Ale dokument wykracza daleko poza zwykłą informację. Twierdzi, że świadomość przetrwa śmierć, że się transformuje, że zmienia swoją częstotliwość wibracji, aby ponownie połączyć się z uniwersalnym polem energetycznym. Innymi słowy, śmierć nie jest końcem, lecz przeniesieniem duszy do innej rzeczywistości.

Śmierć jako transformacja energetyczna

Raport opiera się na fundamentalnej zasadzie fizyki: energia nigdy nie znika, po prostu zmienia formę. Jeśli świadomość jest polem energetycznym – jak sugeruje CIA – to nie można jej unicestwić. Kiedy ciało umiera, energia świadomości „przesuwa się poza fazę”, przechodząc do innego pasma częstotliwości.

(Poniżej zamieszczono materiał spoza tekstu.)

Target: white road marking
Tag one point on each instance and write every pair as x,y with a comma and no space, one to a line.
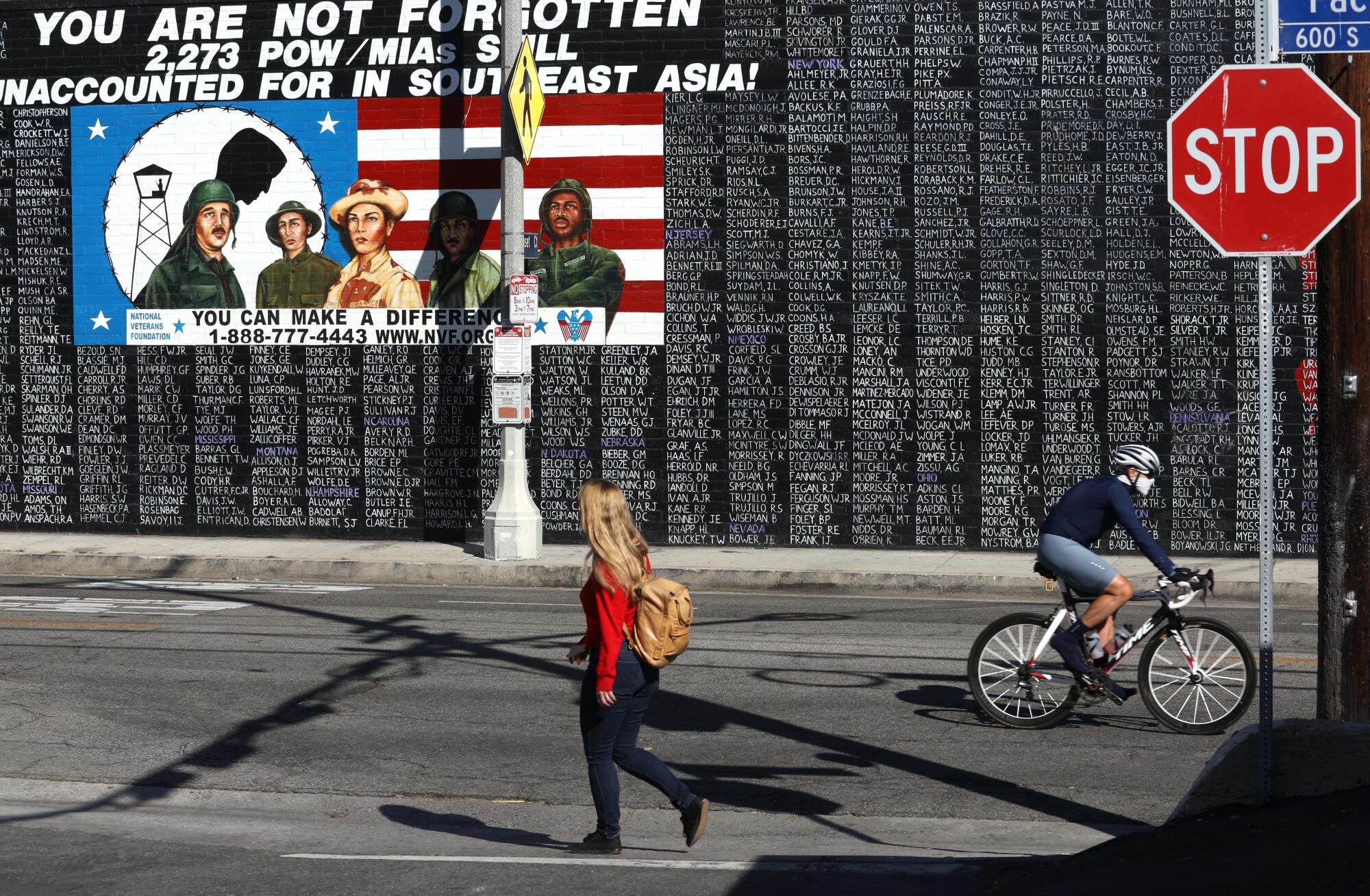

Pogląd ten jest zgodny z naukami starożytnych tradycji. Egipcjanie, buddyści, hinduiści i filozofowie hermetyczni twierdzili już, że życie ziemskie jest jedynie etapem, chwilową iluzją. Tybetańska  Księga Umarłych  opisuje śmierć jako przejście stanu, podobnie jak  Proces Przejścia . Ta wiedza przodków wydaje się być potwierdzona przez współczesne badania… a następnie systematycznie ukrywana.